School enrollment fees, supplies and other expenses can be staggering. God forbid a medical emergency arises. There are also times when we need to have a new furniture or have something in the house repaired. So the solution that comes to mind when these things happen is to get a loan. Loans are a great way to pay for something that we need although they may not be very easy to acquire. Here are our options:
Bad credit loan
Overextending your credit limit happens. Sometime our incomes just aren’t enough for a whole month’s expenses. This is why there are bad credit loans.
There are even those that are tailored especially for single parents. This is where the lender will issue you money to consolidate debt, cover medical bills, etc.
Then you can slowly repay the lender every month or whatever the terms and conditions that you have agreed upon are.

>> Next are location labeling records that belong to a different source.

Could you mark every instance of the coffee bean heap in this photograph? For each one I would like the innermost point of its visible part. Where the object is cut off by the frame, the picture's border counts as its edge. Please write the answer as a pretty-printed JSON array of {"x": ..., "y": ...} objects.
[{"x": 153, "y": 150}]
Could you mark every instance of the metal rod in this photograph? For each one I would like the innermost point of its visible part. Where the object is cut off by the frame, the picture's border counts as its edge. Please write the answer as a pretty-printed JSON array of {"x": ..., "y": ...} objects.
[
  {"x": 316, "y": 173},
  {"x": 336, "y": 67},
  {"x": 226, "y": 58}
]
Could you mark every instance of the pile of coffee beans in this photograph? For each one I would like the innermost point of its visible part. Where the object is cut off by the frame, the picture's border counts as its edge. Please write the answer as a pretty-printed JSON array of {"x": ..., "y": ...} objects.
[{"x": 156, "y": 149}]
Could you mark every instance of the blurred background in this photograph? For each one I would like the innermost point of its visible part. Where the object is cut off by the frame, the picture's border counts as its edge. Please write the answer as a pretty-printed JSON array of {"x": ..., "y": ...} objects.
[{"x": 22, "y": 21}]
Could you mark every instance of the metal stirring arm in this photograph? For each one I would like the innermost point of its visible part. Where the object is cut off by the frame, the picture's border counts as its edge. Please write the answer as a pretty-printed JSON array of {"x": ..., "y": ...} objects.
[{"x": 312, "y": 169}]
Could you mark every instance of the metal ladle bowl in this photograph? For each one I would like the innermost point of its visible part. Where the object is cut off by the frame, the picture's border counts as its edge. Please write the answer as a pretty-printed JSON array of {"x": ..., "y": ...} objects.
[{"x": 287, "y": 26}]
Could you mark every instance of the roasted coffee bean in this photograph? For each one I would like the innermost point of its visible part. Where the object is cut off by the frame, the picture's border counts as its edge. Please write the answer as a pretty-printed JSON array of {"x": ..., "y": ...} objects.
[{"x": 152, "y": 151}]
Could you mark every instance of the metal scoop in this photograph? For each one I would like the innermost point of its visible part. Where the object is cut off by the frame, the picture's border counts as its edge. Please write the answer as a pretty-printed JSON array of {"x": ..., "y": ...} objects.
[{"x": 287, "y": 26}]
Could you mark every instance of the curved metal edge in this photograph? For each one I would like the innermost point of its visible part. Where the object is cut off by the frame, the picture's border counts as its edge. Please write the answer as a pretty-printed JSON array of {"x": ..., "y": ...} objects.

Personal loans have two types: secured and unsecured. Secured loans are the types where you have to pledge collateral. This collateral can be your house or any other property that has substantial value.
In the unlikely event that you are unable to repay the debt, the lender will seize control of your collateral. This is a very bad scenario which is why you should make sure that before you agree to secured loan, you will be able to repay them on time.
The unsecured type of loan is where you won’t have to risk your house or any other property. The only disadvantage to this as compared to secured loans is the interest rates will be astronomically higher and the repayment period may be shorter.
Read and understand the loan documents…completely
Before you get yourself into one of these loans, make sure that you have the best deal. Agreeing to a loan that you know you won’t be able to repay on time can mean getting yourself into an even bigger financial crisis. This is because the interest rate of an unpaid loan is very large.
Look at the different institutions where you can borrow money. Don’t be afraid of asking questions. Remember that this isn’t something that should be taken lightly as it can determine your financial situation for the better or for the worse.
In most of these institutions, there are advisers that will be more than willing to assist you. Take advantage of this service. They know their services best and will be able to offer you the best one for your current situation.